Luckily I’ve been able to hang out with a few of my friends this summer at least once, and I even got to go the Wisconsin Dells and the Renaissance Fair in Kenosha, WI. I really wish I was able to get to at least one of the furry coffee meetups in Madison; having no driver’s license for most of the summer, having no car, and not wanting to ask my mom if I can go to Madison to “have coffee with a bunch of strangers with a low possibility that someone I know is going too; oh, and they’re all furries.” Frankly, I don’t want to try and explain this ‘furry’ thing with my mom; hell, I still don’t entirely get it. Still, I’m glad I did something this summer in terms of a social life.
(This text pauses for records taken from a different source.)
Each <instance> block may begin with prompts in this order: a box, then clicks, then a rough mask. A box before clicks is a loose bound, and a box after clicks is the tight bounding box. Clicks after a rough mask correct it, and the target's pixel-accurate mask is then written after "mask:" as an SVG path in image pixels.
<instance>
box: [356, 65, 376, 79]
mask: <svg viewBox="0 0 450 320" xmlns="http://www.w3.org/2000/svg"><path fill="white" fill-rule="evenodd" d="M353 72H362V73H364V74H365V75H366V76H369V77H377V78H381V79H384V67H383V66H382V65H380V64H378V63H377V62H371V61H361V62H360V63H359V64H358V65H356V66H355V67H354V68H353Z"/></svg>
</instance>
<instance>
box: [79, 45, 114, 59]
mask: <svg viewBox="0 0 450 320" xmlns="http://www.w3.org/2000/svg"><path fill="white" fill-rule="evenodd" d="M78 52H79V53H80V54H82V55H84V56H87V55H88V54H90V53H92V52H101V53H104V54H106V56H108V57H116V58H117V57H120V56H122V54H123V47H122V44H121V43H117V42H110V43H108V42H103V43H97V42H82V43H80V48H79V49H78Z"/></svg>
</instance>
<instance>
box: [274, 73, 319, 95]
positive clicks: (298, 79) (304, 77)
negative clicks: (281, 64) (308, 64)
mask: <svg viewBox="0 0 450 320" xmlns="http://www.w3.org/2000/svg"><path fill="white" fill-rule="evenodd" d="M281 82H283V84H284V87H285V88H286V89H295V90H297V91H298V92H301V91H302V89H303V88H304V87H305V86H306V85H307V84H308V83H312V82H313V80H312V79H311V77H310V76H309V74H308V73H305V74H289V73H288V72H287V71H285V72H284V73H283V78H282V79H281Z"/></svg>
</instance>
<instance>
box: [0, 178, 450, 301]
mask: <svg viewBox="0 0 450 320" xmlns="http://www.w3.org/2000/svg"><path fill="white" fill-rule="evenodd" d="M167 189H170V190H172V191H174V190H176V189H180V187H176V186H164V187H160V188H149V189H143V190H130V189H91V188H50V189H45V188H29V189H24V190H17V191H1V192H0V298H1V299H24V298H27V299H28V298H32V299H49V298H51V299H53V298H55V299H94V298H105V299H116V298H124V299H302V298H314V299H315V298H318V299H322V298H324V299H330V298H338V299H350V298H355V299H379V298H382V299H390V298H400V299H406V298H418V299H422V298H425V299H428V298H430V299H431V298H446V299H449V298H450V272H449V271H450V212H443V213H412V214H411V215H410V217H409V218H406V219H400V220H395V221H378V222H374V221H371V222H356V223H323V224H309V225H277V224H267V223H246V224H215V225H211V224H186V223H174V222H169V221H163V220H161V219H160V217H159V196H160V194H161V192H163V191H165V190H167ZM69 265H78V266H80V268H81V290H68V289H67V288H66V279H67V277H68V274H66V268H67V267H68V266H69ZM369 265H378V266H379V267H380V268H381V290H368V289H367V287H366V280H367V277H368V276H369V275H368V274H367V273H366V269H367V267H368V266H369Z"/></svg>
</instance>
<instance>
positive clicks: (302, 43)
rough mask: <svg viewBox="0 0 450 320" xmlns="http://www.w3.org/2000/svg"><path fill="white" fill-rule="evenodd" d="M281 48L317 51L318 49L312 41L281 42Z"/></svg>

However with writing…I feel bad about not doing as much as I’d like. At the beginning of summer, I figured since I most likely wouldn’t find a job, I’d have a ton of time to write. And then I got a full-time, seasonal position at Milton Propane. I think I only worked on one or two stories, still unfinished, and that’s about it. I also wanted to try and read more, because that’s important for a writer. Yet I’ve only read one book so far…I think I have about 15 books on my “want to read” list on Goodreads. Most likely the reasons for this lack of literature are tiredness from my job, getting easily distracted by bumming around on the internet or looking at porn, and a few lapses of angst and depression. I really want to write more, I really do, and it seems like college is a better environment for me to write in.
There are a couple more things that have come up this summer which I would like to talk about, but not now. I’m not so emotionally charged at this point, and I’ve already written and talked with others about these things where I’m not worried about them now (at least a little bit). Don’t be surprised if I post something later that seems more “emotional.”